The first half of Dead Ringers sets up nicely. With Jeremy Irons in sparkling form acting opposite himself and director/co-writer David Cronenberg gradually unspooling a story of twins effectively sharing one psyche, the film appears pregnant with possibilities. With only a slight adjustment in hairstyle to differentiate the brothers, many scenes sparkle with initial identity doubt. Combined with an unhealthy obsession with women's reproductive systems and the instruments used in gynecological examinations and surgeries, Dead Ringers appears destined to soar.

Unfortunately, Cronenberg's cinematic vision stalls, withers and then just slumps in the second half. Claire is sidelined and essentially the film degenerates into a slow one-actor two-character descent into self-destruction and depression. Irons is never less than terrific charting the two brothers being slowly crushed as the world emotionally and physically closes in on them. But his talents are not enough, and Cronenberg runs out of ideas and into a series of discrete dead ends.

A sojourn to the gallery of an instrument-making artist is an excuse for some imaginative tools and surgery gore, Elliot's latest companion Cary (Heidi von Palleske) sleepwalks in and out of a few scenes, and the drugs occupy ever increasing screen space. None of the haphazard plot elements amount to much as the brothers' personal and professional lives unravel in unison and along a dreary linear path.

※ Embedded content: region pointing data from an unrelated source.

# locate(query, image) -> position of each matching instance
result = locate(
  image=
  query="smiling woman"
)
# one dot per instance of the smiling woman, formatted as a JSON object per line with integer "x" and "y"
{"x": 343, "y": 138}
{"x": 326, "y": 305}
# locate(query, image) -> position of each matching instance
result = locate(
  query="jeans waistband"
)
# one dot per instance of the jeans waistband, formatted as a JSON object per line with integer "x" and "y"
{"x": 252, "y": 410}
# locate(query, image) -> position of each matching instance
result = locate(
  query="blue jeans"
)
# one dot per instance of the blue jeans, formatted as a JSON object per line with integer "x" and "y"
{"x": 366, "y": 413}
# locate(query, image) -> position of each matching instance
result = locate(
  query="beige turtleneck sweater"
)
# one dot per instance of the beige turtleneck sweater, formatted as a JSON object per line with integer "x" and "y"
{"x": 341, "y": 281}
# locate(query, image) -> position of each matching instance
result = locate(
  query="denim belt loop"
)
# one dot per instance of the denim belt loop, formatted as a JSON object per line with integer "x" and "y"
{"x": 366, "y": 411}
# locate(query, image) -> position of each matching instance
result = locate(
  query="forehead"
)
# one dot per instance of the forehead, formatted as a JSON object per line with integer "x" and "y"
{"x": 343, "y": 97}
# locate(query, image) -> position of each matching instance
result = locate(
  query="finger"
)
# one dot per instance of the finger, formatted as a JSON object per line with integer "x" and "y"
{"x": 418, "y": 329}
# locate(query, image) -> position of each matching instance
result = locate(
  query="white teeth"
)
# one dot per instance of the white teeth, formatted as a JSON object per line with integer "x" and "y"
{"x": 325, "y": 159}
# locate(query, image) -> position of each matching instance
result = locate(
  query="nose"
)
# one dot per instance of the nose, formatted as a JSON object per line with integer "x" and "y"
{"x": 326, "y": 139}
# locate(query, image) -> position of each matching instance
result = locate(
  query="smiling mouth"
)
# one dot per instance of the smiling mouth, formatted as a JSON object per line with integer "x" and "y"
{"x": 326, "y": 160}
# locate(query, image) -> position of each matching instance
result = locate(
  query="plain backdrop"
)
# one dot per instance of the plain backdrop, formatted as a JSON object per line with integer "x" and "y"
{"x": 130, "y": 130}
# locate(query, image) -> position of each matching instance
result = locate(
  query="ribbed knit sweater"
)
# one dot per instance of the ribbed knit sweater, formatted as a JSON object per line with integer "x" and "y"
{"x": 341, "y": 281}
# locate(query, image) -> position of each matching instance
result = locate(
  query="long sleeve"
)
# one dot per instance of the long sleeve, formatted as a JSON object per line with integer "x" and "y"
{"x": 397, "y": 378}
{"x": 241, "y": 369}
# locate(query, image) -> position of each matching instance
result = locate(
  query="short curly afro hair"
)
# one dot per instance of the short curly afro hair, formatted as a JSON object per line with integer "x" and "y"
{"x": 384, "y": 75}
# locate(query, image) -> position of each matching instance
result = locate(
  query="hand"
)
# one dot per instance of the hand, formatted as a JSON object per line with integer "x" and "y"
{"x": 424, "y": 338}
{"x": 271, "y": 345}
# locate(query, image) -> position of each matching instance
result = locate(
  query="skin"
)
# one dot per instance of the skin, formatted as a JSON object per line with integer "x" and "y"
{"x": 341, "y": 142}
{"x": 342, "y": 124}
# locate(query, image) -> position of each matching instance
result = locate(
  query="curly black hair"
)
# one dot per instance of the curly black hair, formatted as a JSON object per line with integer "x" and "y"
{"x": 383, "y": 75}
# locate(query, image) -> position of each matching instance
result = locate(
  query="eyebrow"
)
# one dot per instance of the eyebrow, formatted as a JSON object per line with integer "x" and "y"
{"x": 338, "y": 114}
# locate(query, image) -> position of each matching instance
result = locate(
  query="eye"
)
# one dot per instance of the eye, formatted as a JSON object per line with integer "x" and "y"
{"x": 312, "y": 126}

Within the narrative void and pretty visuals plenty of interpretations are possible, including the layered contradictions of immature men being simultaneously fascinated, perplexed and manipulative of the women who provide them with life. But Dead Ringers strips down too far, the fate of the brothers predictably conjoined and inexorably turning dark, just as surely as the energy seeps out of a film that starts smart but stumbles well before the end.